小一時間待ったでしょうか。待てど暮らせど機体は動きません。風もあり、体感温度はマイナス40度を下回っています。

いよいよLC-130が動き出すという段になって、寒さにカメラが悲鳴をあげ始めました。 ファインダーに映る像がバグりだし、液晶の文字はほんのかすかにしか見えません。 シャッタースピードは1/200秒のはずなのに、”カッ、、、、、、(10秒)、、、、、シャーン。”くらいでしかシャッターが動かなくなります。

これはまずいと、ポケットから手を出してカメラを抱き込みます。 今度は手が悲鳴をあげ始めましたが、どっちが大事かという話です。 カメラをぎゅっと抱き込みます。

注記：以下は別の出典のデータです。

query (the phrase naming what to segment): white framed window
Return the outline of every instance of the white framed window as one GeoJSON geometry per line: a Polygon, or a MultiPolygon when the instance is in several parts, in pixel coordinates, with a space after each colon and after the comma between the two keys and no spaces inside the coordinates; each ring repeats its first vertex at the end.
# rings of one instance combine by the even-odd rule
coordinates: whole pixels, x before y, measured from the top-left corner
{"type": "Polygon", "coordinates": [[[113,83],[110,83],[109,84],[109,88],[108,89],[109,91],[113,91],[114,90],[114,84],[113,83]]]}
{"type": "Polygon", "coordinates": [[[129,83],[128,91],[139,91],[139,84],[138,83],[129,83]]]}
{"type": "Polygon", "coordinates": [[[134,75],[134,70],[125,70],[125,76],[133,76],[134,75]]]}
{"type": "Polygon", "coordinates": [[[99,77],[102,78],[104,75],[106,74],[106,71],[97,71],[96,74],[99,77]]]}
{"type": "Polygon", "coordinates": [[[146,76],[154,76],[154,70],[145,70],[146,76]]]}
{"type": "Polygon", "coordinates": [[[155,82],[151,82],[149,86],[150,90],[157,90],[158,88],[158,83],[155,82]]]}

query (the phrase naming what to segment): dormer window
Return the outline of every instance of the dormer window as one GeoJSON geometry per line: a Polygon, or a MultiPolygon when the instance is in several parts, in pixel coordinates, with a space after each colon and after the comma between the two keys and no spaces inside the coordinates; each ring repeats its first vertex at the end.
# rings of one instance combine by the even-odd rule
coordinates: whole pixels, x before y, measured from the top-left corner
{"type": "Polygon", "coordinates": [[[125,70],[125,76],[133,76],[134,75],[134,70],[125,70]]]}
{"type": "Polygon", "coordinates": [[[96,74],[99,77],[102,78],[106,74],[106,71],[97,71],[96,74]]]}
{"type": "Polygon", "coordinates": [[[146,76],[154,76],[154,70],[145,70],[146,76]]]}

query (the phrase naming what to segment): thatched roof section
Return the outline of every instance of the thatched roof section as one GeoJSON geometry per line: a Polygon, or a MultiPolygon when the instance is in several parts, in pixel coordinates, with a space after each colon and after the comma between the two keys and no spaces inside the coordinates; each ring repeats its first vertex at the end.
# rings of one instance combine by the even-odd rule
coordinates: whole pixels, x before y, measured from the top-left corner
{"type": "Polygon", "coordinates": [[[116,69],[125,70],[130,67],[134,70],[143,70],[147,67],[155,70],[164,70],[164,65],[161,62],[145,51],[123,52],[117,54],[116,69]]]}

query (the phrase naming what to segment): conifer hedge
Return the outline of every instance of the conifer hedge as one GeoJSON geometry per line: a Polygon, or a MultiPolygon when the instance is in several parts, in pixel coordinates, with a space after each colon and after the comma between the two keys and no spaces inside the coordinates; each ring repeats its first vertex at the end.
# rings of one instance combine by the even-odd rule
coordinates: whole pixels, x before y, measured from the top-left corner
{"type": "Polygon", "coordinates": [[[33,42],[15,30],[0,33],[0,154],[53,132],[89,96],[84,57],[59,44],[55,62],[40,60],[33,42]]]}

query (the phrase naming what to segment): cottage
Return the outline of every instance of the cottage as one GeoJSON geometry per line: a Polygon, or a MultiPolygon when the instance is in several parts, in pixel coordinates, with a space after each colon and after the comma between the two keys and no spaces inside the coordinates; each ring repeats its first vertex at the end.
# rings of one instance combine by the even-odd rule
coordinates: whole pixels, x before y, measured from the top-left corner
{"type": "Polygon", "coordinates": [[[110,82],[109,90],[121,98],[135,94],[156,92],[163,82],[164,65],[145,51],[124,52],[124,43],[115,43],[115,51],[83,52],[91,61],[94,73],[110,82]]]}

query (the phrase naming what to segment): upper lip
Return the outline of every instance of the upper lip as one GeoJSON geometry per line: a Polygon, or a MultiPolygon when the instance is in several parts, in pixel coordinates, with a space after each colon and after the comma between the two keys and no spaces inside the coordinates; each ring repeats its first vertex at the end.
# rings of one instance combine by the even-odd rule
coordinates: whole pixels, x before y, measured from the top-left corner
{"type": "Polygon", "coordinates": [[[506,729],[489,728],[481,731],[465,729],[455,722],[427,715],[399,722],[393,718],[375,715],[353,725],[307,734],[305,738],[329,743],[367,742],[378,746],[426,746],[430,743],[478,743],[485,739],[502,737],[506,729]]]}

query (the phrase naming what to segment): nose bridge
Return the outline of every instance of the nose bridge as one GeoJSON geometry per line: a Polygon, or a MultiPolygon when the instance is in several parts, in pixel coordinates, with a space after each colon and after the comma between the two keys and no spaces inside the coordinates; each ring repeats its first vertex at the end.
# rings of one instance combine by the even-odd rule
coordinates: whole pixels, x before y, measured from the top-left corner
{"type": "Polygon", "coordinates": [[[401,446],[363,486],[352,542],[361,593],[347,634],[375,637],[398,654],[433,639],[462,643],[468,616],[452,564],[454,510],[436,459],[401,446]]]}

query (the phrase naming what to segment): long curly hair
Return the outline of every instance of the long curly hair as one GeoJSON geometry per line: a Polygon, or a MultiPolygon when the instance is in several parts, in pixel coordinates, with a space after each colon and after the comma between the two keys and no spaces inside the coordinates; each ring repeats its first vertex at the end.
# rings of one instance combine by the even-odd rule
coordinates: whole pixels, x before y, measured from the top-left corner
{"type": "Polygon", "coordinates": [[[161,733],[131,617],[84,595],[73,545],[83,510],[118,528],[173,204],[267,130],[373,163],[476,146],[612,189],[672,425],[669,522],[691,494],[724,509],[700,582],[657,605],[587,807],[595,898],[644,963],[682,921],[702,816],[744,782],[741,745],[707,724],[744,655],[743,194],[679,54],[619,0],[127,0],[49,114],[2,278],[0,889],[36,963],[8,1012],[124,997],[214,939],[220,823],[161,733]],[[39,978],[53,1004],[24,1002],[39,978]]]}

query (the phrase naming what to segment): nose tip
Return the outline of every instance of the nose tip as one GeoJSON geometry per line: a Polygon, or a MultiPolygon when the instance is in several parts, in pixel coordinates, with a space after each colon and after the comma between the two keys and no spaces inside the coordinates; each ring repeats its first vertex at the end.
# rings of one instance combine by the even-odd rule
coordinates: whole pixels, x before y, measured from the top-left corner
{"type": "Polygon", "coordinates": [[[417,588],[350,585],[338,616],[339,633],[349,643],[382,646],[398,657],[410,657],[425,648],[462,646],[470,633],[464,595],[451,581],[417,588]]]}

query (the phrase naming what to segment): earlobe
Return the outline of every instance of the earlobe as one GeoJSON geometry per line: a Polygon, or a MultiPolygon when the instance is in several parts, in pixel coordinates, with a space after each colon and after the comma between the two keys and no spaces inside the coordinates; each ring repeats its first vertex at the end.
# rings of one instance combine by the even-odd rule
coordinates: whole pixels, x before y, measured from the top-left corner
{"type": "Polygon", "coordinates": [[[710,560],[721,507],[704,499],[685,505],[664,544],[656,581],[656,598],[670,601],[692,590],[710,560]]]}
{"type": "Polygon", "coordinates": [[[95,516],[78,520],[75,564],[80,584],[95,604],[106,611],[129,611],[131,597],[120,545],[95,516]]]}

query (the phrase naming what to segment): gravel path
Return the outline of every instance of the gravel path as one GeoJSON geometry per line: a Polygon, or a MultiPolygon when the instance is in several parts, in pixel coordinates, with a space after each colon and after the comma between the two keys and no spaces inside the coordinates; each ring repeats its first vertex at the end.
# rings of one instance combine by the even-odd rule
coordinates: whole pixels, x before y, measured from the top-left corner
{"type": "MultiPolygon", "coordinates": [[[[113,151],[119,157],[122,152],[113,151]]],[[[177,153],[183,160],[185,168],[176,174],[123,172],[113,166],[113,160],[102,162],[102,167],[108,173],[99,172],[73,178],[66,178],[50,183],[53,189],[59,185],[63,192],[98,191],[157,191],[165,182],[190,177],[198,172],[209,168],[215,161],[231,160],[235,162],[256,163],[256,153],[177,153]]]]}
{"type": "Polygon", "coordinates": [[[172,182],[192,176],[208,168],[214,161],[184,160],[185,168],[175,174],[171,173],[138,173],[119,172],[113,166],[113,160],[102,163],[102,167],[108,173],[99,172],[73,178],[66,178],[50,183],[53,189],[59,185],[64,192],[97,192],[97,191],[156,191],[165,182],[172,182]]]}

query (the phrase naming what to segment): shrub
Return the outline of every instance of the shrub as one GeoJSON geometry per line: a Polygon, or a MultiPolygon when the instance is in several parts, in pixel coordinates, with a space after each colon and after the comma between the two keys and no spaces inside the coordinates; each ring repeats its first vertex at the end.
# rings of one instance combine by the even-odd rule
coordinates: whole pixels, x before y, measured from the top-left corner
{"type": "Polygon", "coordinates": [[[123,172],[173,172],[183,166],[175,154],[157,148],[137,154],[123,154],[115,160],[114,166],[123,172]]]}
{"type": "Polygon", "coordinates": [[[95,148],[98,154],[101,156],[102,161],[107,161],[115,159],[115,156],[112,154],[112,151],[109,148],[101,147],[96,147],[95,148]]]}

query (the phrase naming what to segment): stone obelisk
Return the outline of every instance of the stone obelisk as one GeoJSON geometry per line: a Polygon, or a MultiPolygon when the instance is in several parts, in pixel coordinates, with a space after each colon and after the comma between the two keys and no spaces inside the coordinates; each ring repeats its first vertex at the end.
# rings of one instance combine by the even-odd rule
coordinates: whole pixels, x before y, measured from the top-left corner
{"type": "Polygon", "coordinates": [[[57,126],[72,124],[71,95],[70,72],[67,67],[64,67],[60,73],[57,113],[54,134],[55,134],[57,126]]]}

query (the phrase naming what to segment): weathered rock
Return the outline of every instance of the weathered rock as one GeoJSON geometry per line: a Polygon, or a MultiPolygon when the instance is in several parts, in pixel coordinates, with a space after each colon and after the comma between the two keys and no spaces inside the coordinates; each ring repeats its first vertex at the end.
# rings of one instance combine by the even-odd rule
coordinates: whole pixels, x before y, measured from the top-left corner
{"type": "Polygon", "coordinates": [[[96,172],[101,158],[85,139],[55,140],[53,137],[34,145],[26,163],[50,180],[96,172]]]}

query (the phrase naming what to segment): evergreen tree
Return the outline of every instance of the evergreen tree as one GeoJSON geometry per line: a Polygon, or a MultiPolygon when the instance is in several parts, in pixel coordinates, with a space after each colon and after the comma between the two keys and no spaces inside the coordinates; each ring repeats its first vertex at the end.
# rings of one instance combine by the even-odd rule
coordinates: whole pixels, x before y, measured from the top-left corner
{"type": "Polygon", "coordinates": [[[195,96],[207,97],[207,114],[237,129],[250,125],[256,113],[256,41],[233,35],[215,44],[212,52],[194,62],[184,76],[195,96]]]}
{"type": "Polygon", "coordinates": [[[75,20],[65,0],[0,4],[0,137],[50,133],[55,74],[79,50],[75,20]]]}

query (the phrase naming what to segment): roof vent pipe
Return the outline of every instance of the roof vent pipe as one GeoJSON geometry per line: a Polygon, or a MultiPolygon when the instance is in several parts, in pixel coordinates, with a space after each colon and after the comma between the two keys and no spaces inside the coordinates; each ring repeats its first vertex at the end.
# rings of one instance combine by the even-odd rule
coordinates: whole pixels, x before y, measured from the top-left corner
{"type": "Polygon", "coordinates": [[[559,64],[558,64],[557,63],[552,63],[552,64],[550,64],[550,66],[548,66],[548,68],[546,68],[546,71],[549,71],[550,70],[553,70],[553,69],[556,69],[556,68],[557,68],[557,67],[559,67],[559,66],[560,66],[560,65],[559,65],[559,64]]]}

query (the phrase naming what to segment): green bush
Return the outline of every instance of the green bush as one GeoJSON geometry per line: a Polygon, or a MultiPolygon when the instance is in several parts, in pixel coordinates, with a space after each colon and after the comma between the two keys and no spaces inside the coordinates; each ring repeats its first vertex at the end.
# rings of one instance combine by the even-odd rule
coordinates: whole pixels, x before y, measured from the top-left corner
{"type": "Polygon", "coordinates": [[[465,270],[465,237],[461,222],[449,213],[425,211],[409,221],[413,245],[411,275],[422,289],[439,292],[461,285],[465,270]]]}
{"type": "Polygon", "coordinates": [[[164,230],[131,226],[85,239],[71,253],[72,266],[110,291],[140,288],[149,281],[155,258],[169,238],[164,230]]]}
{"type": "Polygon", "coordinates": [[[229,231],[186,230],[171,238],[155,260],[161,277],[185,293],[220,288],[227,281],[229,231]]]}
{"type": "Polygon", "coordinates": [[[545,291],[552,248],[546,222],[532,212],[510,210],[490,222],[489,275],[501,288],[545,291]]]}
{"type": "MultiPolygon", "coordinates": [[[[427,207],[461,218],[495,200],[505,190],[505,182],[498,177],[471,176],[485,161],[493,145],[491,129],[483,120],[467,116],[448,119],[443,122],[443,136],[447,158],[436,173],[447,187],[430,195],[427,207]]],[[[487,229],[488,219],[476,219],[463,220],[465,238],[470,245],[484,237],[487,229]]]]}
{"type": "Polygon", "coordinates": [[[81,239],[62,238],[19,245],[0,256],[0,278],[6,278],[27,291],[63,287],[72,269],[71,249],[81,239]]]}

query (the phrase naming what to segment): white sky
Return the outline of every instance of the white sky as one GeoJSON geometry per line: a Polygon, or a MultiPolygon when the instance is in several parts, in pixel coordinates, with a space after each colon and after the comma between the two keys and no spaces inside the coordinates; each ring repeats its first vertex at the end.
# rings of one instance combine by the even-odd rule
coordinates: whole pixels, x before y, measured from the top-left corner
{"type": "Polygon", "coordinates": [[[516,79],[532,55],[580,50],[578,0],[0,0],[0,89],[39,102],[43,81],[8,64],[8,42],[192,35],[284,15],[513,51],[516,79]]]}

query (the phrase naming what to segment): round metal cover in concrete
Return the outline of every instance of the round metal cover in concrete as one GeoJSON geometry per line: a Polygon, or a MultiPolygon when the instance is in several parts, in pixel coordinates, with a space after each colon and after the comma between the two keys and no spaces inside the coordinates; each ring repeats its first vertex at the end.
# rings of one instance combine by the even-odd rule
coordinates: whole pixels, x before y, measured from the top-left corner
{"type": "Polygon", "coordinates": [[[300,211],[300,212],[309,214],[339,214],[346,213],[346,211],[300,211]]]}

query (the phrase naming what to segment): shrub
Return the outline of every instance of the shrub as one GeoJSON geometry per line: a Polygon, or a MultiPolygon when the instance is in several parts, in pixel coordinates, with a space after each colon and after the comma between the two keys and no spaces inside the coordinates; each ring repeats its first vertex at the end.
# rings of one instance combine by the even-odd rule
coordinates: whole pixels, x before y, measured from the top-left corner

すこしたって、カメラはなんとか動くようになりましたが、どのみち機体が巻き上げる雪煙で飛び立つ様子は全く見えませんでした。 諦めてカメラをバッグにしまいます。 小指が少し水ぶくれみたいになってるのは気のせいでしょうか。

基地に戻ると、”外でずっとつっ立ってる奴がいたけど、お前だったのか。アホなのか。”と言われました。

とにかくありがとう、キャサリンとベンジャミン。

*1:希望です。

*2:LC-130が飛び立つところを見たい。